In Birth Control Debate, Religious Beliefs Don’t Trump Rights

In Birth Control Debate, Religious Beliefs Don’t Trump Rights February 10, 2012

by WENDY KAMINER
The Atlantic

You might expect the Catholic Bishops to recognize an Inquisition when they see one. But listening to their laments about the administration’s “unprecedented assaults” on religious liberty, you’d think Barack Obama was the second coming of Torquemada. Reasonable people will differ about the justice or wisdom of requiring church-affiliated employers to include contraceptive coverage in employee health insurance plans, but only unreasonable ones will regard this requirement as the coup de grace of religious liberty. Churches are exempt from the obligation to provide reproductive health care coverage; the requirement applies instead to affiliated hospitals, schools, and other institutions that generally receive public support to employ and serve religiously diverse members of the general public.

What accounts for the rhetorical excesses of the Catholic Church and its advocates on the campaign trail and in the media? They reflect some genuine outrage, no doubt.
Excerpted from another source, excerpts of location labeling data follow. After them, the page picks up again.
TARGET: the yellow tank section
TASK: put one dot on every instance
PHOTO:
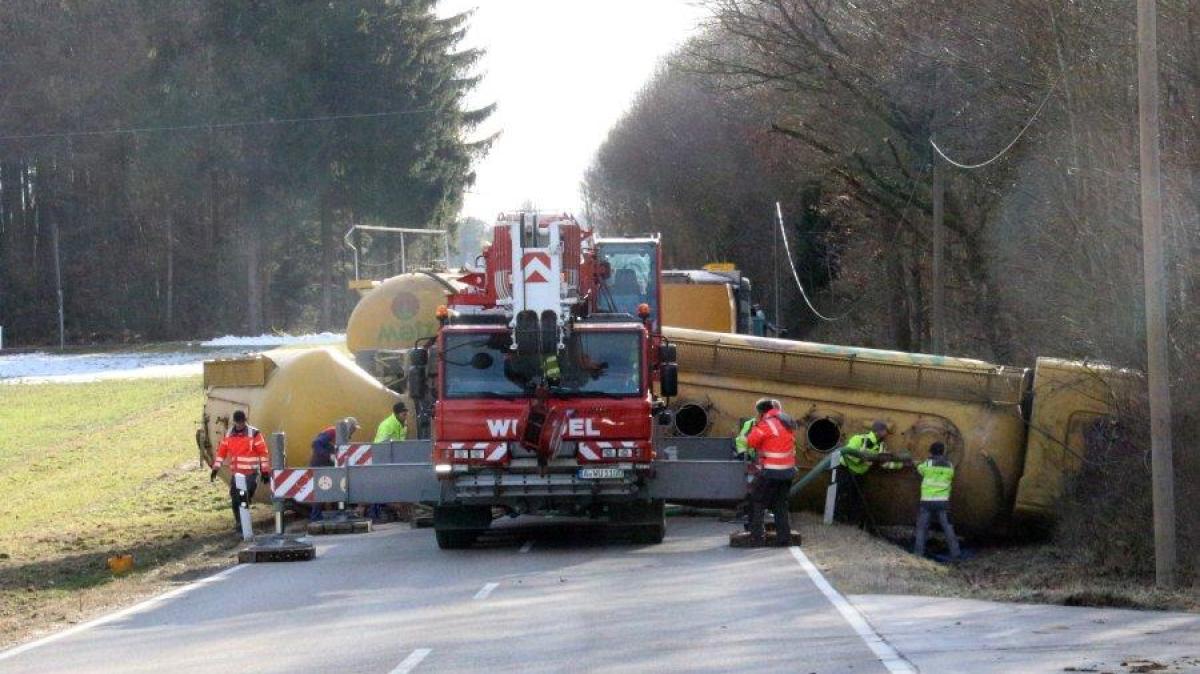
(1072, 402)
(396, 312)
(835, 391)
(295, 391)
(700, 306)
But, in part, the rhetoric is an organizing tool (which may succeed in wresting new concessions from the administration). And in part, it reflects larger rhetorical trends: We inhabit a culture of hyperbole, especially during election years. Every argument is a gunfight (to which someone mistakenly brings a knife), every gunfight is a war, and every war a potential apocalypse.

Still, while the fate of American civilization doesn’t depend on this debate about the obligations of church-affiliated institutions to abide by secular law, the stakes are relatively high. As government workers are laid off and government programs shrink, the public role of private, tax-exempt non-profits expands. The stronger their right to dispense public funds and deliver public services according to sectarian religious dictates, the weaker our rights to a non-sectarian public sphere. It’s a zero-sum game.